The Rotary Club of Southeast Springfield is forming the Rotary Club of Springfield Metro, with hopes of recruiting more than 40 charter members. Rotary Club of Springfield North is sponsoring the formation of Springfield Rotaract Club at Missouri State University, an offshoot of Rotary targeting individuals between 18 and 35 years of age.

To John Horton, president of the southeast Springfield club, the formation of a new volunteer service club will let people who can’t make an early morning or lunch meeting become involved in the Evanston, Ill.-based international organization, which has 1.2 million members and 33,000 clubs worldwide, according to www.rotary.org.

There are roughly 530 Rotarians among Springfield’s four Rotary clubs. Horton, who is president of Layer 3 Technology, said two clubs meet in the morning and two meet at noon.
“For me, breakfast is out of the question. I’m just not a morning person,” Horton said. “Lunch … is a two-hour commitment during the work day.”

Because attendance at a weekly meeting is required of Rotarians – though individuals can make up meetings by attending another club -– a morning or mid-day commitment isn’t an option for some, he said. The Metro club will meet at 5 p.m. Tuesdays at Missouri State University’s Meyer Alumni Center, 300 S. Jefferson Ave.

“A 5 o’clock meeting will allow someone to easily leave work, stop off and attend a Rotary meeting, and they’ll be out by 6 and can be home by 6:15.”

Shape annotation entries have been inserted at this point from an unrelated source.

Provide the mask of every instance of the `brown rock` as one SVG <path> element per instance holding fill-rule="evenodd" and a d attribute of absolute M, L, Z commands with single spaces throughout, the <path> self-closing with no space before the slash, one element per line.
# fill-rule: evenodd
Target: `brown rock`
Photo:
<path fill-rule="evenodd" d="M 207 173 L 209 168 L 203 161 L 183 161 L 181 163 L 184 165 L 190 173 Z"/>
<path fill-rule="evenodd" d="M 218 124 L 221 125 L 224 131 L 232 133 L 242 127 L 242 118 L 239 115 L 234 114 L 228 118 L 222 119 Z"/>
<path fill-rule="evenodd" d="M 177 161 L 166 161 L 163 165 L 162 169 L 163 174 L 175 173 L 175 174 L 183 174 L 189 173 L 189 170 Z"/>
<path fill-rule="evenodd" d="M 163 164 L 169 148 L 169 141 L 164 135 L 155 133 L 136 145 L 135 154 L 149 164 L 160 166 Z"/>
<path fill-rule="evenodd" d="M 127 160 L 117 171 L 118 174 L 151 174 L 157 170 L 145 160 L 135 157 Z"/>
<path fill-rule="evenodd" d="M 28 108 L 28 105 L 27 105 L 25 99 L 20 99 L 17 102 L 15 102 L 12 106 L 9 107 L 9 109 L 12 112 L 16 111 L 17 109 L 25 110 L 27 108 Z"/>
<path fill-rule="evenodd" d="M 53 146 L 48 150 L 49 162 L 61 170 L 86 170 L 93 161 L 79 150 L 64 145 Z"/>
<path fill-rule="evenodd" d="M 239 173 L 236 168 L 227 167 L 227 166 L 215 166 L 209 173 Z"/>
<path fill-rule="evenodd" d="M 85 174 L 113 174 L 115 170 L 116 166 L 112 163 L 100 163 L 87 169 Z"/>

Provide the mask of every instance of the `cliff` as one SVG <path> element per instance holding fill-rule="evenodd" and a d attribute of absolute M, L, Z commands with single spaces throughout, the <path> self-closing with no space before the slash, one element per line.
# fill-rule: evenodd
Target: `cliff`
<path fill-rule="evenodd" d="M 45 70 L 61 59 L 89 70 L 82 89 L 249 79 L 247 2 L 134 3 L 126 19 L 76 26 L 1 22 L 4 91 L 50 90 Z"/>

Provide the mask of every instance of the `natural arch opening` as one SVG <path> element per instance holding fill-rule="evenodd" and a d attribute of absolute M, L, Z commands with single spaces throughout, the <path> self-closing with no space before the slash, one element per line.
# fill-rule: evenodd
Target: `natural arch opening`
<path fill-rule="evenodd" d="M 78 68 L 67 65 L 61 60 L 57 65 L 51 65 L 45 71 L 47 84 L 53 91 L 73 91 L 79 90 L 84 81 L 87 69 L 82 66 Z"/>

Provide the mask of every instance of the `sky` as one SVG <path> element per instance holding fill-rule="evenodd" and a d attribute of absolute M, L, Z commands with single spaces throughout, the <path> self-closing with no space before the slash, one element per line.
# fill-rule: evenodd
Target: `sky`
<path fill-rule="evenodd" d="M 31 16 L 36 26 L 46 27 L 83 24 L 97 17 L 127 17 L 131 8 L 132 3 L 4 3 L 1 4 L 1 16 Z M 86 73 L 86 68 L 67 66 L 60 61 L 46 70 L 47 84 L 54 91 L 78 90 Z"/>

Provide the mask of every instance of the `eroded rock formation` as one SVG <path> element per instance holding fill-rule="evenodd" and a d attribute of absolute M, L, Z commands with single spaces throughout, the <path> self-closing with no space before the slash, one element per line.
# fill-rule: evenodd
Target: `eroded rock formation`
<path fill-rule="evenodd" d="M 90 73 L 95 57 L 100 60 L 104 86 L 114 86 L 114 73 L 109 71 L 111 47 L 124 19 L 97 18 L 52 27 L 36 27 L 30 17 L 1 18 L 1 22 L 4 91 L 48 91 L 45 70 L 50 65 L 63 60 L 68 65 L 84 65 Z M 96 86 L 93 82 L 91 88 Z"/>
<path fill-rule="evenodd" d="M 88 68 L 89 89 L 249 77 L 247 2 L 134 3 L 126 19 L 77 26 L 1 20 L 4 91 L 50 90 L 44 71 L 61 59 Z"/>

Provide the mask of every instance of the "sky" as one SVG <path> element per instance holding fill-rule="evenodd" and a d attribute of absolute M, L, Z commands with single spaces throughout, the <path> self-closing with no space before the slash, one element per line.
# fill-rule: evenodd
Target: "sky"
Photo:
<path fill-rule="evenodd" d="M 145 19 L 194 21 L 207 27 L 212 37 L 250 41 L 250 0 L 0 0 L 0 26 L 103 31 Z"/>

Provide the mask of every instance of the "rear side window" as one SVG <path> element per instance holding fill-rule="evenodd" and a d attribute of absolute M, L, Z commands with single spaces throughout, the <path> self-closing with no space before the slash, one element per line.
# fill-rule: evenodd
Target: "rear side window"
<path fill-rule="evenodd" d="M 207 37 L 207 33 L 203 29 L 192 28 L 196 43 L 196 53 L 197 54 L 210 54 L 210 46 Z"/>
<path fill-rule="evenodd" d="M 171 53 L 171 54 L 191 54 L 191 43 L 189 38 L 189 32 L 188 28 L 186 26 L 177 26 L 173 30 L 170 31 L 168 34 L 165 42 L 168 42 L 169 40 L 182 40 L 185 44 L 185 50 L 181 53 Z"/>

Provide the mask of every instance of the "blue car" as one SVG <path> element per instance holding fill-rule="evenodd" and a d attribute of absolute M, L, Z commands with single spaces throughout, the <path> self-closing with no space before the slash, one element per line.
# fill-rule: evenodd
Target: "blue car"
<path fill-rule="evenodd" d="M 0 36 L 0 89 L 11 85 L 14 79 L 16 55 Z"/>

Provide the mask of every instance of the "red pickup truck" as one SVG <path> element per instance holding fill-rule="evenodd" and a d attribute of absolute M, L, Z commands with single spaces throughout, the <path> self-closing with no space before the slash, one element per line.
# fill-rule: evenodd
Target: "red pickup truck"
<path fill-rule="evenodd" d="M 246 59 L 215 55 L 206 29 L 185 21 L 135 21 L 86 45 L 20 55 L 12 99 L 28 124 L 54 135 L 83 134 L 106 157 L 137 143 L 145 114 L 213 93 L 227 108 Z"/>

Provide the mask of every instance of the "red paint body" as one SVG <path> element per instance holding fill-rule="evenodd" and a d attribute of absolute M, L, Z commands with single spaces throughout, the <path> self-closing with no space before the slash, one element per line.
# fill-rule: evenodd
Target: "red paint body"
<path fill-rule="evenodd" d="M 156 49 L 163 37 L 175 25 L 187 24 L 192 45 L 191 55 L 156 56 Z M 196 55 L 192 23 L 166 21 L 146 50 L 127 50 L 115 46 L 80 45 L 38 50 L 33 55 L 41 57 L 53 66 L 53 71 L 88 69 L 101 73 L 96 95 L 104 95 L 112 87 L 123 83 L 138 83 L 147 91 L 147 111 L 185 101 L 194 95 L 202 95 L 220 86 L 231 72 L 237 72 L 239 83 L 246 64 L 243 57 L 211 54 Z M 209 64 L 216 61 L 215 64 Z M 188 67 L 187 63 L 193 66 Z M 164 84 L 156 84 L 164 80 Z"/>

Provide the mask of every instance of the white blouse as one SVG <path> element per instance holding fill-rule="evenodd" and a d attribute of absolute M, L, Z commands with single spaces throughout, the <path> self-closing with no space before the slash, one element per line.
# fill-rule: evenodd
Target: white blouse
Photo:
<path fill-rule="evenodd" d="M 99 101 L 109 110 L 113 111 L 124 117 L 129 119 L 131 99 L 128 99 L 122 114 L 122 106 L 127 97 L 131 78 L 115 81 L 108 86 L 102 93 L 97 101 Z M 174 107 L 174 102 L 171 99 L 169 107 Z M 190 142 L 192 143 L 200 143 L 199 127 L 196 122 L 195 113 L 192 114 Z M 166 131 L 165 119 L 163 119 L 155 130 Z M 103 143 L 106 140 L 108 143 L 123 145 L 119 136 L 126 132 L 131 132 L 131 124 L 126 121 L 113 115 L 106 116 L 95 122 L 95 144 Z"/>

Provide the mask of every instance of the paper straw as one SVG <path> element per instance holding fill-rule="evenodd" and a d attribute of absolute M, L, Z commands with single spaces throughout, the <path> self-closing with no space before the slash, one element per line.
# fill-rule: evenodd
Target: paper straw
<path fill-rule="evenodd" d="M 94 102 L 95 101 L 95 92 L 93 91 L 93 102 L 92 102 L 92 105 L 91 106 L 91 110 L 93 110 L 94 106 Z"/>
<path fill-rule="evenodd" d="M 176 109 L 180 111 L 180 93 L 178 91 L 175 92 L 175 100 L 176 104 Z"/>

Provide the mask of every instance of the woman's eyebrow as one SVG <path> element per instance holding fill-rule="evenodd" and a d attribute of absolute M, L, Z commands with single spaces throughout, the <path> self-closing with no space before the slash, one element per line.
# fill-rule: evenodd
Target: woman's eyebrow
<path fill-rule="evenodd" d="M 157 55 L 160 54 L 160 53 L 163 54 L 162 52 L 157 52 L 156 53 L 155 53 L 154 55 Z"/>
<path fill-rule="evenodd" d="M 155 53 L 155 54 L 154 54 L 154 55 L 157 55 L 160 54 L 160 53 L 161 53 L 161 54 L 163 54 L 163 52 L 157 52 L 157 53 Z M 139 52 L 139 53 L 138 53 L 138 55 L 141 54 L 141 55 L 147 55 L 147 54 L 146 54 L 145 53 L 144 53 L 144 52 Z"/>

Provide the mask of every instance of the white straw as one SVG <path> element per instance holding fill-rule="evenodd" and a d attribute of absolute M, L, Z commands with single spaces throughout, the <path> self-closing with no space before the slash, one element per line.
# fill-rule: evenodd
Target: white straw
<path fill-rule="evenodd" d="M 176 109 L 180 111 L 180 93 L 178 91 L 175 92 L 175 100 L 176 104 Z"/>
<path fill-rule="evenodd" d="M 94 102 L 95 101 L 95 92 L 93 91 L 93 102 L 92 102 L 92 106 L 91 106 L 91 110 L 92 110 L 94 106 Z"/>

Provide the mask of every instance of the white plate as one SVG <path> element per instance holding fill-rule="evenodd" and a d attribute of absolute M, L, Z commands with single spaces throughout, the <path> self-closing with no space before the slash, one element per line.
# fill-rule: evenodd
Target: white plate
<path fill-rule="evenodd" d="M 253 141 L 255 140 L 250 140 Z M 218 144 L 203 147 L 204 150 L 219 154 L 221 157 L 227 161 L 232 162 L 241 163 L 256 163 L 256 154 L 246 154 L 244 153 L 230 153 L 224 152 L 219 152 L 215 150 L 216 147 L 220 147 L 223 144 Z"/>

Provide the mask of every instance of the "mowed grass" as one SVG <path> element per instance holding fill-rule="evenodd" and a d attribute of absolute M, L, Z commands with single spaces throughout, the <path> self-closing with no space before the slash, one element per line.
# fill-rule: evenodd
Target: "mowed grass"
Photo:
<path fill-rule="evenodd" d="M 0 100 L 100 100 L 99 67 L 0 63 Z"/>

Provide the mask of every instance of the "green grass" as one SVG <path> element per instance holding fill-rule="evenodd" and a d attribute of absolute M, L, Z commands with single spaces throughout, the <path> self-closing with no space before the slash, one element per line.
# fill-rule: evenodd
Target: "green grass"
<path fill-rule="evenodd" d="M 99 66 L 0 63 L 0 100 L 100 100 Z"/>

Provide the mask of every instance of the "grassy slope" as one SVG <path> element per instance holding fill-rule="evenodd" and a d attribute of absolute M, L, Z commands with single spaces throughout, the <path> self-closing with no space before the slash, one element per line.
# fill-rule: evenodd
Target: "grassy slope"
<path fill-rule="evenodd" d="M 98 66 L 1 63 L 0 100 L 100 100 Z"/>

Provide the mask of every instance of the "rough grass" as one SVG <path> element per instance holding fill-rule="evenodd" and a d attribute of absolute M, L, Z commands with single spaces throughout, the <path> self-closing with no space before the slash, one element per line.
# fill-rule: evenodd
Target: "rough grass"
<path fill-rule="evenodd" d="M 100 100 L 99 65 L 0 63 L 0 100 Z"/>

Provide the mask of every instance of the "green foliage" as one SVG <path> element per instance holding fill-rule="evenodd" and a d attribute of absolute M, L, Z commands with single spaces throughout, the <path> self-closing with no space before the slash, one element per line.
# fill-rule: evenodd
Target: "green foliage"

Another benefit is that the evening meetings give members extra time afterward to plan projects and socialize, Horton said.

“By the time the other meetings get out, everyone has to go back to work,” he said. “I’m not saying everyone in the club is going to stay after, but you have that option.”

Bonnie Keller, past president of the southeast Rotary and president/CEO of Ronald McDonald House Charities of the Ozarks, leads an eight-member planning committee taking steps to charter the Metro club. An informational meeting will take place at 5 p.m. Nov. 30 at the MSU Alumni Center, and about 190 potential members will be invited, she said.

“For this club, we want a good mix of business, nonprofit and organizational representatives,” Keller said, adding that annual dues are expected to be around $250. “We want all those people to share their focuses with Rotary’s motto.”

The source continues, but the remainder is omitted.